Google Groups no longer supports new Usenet posts or subscriptions. Historical content remains viewable.
Dismiss

Changing $1

75 views
Skip to first unread message

Steve Graham

unread,
Oct 16, 2014, 7:39:12 PM10/16/14
to
I have a file full of file names, such as PSOP1.DAT. In another
directory there are corresponding file names, but they end in .m,
instead of .DAT.

I want to create an AWK script which will do a diff against each one of
these pairs of files.

Just not sure how, once I've gotten the name in one directory (i.e.
PSOP1.DAT), I can change that into the name in the corresponding
directory (i.e. PSOP1.m).

This will print a list of the original filenames, with an extra space
between them. Just not sure how to get the modified filename in there.

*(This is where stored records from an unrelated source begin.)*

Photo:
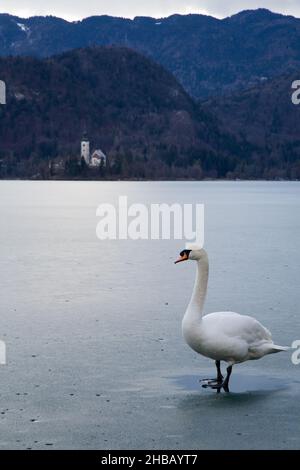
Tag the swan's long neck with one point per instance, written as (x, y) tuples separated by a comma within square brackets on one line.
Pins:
[(194, 311)]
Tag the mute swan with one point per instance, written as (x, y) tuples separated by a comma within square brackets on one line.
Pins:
[(222, 336)]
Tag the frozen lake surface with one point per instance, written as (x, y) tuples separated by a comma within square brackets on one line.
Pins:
[(95, 357)]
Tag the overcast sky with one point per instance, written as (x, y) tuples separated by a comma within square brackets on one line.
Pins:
[(77, 9)]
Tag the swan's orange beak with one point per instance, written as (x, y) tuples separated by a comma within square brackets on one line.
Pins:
[(182, 258)]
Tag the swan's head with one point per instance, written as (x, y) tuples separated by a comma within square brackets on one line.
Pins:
[(193, 252)]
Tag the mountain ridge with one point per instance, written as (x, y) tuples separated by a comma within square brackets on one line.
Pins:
[(208, 56)]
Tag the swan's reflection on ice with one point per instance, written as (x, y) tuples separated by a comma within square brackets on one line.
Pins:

awk '{rtn1=$1; cmd="echo diff " rtn1 "; echo \n"; system(cmd)}' dir.txt

Any ideas?

Thanks, Steve

Kenny McCormack

unread,
Oct 16, 2014, 7:51:08 PM10/16/14
to
In article <m1pkuu$gun$1...@speranza.aioe.org>,
Steve Graham <jsgra...@yahoo.com> wrote:
>I have a file full of file names, such as PSOP1.DAT. In another
>directory there are corresponding file names, but they end in .m,
>instead of .DAT.

First of all, the best way to change $1 is 4 quarters.

>I want to create an AWK script which will do a diff against each one of
>these pairs of files.

I would do it like this:

gawk '{ print "diff",$0,"OtherDir/"gensub(/.DAT$/,".m",1) }' | sh

Do it without the "| sh" until you are sure it is working right.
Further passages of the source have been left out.